Eight years into Detroit’s electronic-music festival tradition, the event seems to have secured its future. At Hart Plaza this weekend, the fest audience was younger than ever, packed with teens and early twentysomethings who seemed eager to stamp their own mark on the riverfront ritual.
From its launch at noon Saturday through Monday night’s headlining closing by Speedy J, Movement’s five stages were home to new adventures in sound, as an array of first-time fest performers nudged the fest onto new ground. This was the year Movement went mainstream, with flashy, trendy club music standing out in boldface among the more eloquent, classic styles that once dominated the event.

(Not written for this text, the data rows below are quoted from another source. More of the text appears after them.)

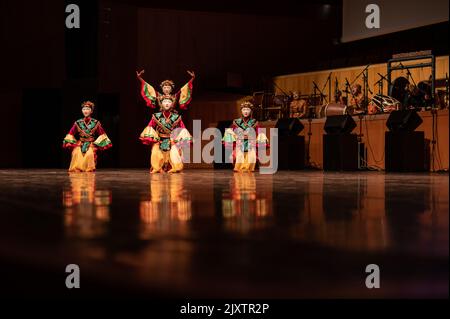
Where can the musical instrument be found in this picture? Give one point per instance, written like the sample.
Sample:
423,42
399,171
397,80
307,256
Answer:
382,104
399,89
331,109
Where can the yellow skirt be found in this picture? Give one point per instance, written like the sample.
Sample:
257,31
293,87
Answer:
159,159
245,161
82,162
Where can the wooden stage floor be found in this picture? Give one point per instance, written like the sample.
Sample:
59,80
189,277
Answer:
206,233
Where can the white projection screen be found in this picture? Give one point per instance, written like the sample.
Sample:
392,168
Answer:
395,15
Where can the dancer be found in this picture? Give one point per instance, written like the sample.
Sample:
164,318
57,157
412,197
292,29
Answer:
153,98
84,150
166,131
244,136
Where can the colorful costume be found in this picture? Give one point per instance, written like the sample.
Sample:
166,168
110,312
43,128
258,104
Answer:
166,130
92,137
245,136
167,133
154,98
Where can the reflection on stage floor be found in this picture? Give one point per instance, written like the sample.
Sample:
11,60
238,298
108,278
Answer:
205,233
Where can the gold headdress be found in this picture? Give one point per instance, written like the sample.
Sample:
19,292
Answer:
168,83
247,104
89,104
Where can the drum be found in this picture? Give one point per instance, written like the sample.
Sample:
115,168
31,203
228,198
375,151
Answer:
383,104
331,109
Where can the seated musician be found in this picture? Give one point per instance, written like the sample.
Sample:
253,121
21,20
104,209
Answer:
298,107
356,99
339,99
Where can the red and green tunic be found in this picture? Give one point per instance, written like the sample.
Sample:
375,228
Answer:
160,130
89,131
240,134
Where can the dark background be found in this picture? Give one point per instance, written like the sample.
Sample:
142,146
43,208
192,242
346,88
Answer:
48,70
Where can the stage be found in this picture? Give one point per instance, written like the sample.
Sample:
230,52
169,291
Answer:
212,233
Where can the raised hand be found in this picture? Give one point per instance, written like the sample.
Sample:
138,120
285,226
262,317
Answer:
191,73
139,73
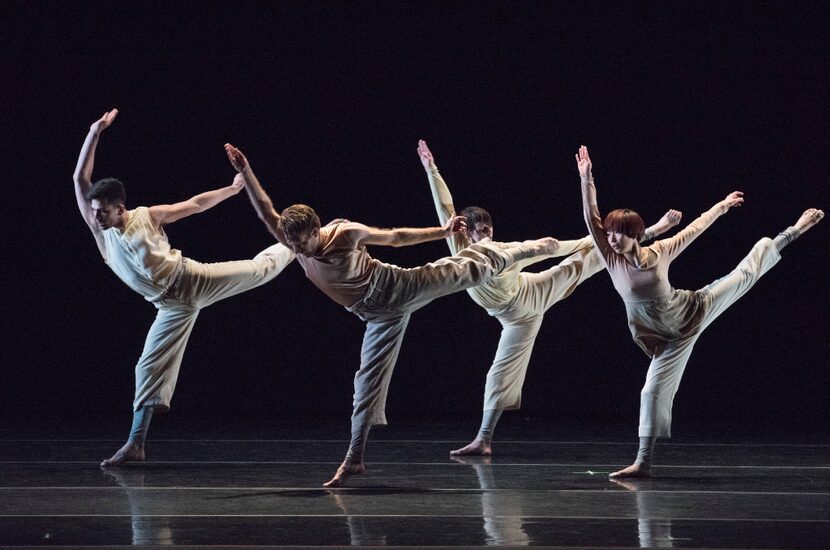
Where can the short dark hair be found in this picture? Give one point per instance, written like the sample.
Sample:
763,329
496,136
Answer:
297,220
625,221
475,215
109,190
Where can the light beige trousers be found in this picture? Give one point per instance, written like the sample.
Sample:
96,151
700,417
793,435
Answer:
198,286
394,294
667,365
521,323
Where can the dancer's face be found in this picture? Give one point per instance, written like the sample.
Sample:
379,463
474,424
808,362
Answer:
481,231
620,242
305,244
107,215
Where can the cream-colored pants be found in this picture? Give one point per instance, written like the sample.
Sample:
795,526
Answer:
521,323
198,286
393,295
667,365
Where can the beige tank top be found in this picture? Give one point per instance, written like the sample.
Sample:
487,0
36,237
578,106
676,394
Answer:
141,256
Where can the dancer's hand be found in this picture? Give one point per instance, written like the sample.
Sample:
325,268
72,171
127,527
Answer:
670,219
583,163
237,159
735,198
455,224
426,155
238,183
104,122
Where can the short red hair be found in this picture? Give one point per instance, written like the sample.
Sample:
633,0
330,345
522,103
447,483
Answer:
625,221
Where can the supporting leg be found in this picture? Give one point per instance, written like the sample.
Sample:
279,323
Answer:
133,449
381,346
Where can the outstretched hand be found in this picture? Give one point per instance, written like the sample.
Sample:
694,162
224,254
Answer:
238,160
671,218
426,155
104,122
455,224
238,183
735,198
583,162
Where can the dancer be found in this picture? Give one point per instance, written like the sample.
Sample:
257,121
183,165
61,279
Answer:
518,300
134,245
666,322
382,295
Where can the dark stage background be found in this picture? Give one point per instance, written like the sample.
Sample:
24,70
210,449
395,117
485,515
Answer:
679,106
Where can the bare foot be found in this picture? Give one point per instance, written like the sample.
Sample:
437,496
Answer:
478,447
130,452
347,469
808,219
472,460
631,484
635,470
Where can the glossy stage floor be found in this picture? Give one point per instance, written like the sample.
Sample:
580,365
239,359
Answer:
543,487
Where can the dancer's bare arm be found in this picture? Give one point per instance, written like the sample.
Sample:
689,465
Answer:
441,197
259,198
676,244
590,210
83,174
670,219
164,214
360,234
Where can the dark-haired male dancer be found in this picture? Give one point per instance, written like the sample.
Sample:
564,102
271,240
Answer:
382,295
134,245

For purists, it wasn’t necessarily a welcome development. Not all was reflective and poignant, not everything transcendent. The musical romance of previous fests was often supplanted by a fist-pumping party spirit. Acts such as Moby, Benny Benassi and Girl Talk indulged their audiences with accessible, hook-laden sets, gesturing and cavorting onstage like rock stars.
No booking better symbolized the new Movement than Moby, the New York artist who has enjoyed electronic music’s most successful pop crossover career. Saturday night, he packed the Hart Plaza bowl with an animated set that shored up his old-school DJ credentials.
Movement officials said about 53,000 people had passed through the gates by Sunday night — in two days eclipsing the 2007 three-day total of 43,337. Monday’s attendance was 22,397, pushing the weekend’s total to more than 75,000.
“It was a musical experiment, and the response was what we were hoping for,” fest director Jason Huvaere said Monday afternoon. “What happened was, without question, a really defining moment. It was a risk, and what we’ve seen over the past three days is a success for the event and the performers.”
It was the biggest DEMF ever – but does bigger and more mainstream mean better?